A few years ago, Rob Hollink was chip leader at the end of day one of the WSOP championship event, back when there was only one day 1! Lots of people piled on to the European poker forums to congratulate him. A rare dissenting voice came from Richard Gryko, who said that Rob had fallen in his estimation, because he was sure that anyone who was chip leader at the end of day one must have played badly.
It was at that point that Gryko truly rose in my estimation. I thought it was a brilliant insight that nearly everyone else had missed. So just what am I to make of the news that this year, Gryko was chip leader at the end of Day1C, with over 125,000 chips?
ps - I've been showing some American friends around London for the last few days and therefore have been too busy to sit down and compose a response to the comments you've sent in about Mark Steyn. I will write a thorough defence of his/my position once their brief trip is over. I will just say that I took them to Gutshot on Monday night and they had a brilliant time. There's nothing like it in NYC!

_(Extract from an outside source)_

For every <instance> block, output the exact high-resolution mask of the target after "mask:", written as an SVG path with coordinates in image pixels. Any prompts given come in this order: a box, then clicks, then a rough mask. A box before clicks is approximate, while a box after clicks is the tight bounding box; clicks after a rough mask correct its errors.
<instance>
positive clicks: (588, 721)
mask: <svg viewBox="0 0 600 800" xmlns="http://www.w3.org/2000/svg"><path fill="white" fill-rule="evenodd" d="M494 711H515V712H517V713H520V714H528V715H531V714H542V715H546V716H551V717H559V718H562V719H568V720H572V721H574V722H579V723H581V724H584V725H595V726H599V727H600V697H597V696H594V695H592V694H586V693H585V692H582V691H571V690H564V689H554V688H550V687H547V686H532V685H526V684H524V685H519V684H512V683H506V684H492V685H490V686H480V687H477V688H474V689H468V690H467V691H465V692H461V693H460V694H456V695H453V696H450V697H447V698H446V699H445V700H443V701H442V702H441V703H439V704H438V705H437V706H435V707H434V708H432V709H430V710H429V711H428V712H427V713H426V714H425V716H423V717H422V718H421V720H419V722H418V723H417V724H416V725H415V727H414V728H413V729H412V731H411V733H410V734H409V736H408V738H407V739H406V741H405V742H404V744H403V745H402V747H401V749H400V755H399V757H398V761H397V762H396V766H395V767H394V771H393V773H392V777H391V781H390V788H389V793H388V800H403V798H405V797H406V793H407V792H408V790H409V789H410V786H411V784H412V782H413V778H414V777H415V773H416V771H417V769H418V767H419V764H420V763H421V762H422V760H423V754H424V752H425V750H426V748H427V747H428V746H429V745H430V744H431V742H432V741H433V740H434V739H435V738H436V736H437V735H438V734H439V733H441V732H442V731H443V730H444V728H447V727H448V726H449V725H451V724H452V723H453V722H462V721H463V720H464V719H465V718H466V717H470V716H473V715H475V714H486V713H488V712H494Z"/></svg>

Excellent piece by Mark Steyn on the involvement of Iran in the Middle East:
http://www.nysun.com/pf.php?id=36587
The money quote:
Saudi-Egyptian-Jordanian opportunism on Palestine has caught up with them: it's finally dawned on them that a strategy of consciously avoiding resolution of the "Palestinian question" has helped deliver Gaza, and Lebanon, and Syria, into the hands of a regime that's a far bigger threat to the Arab world than the Zionist Entity. Cairo and co grew so accustomed to whining about the Palestinian pseudocrisis decade in decade out that it never occurred to them that they might face a real crisis one day: a Middle East dominated by an apocalyptic Iran and its local enforcers, in which Arab self-rule turns out to have been a mere interlude between the Ottoman sultans and the eternal eclipse of a Persian nuclear umbrella. The Zionists got out of Gaza and it's now Talibanistan redux.The Zionists got out of Lebanon and the most powerful force in the country (with an ever growing demographic advantage) are Iran's Shia enforcers. There haven't been any Zionists anywhere near Damascus in 60 years and Syria is in effect Iran's first Sunni Arab prison bitch.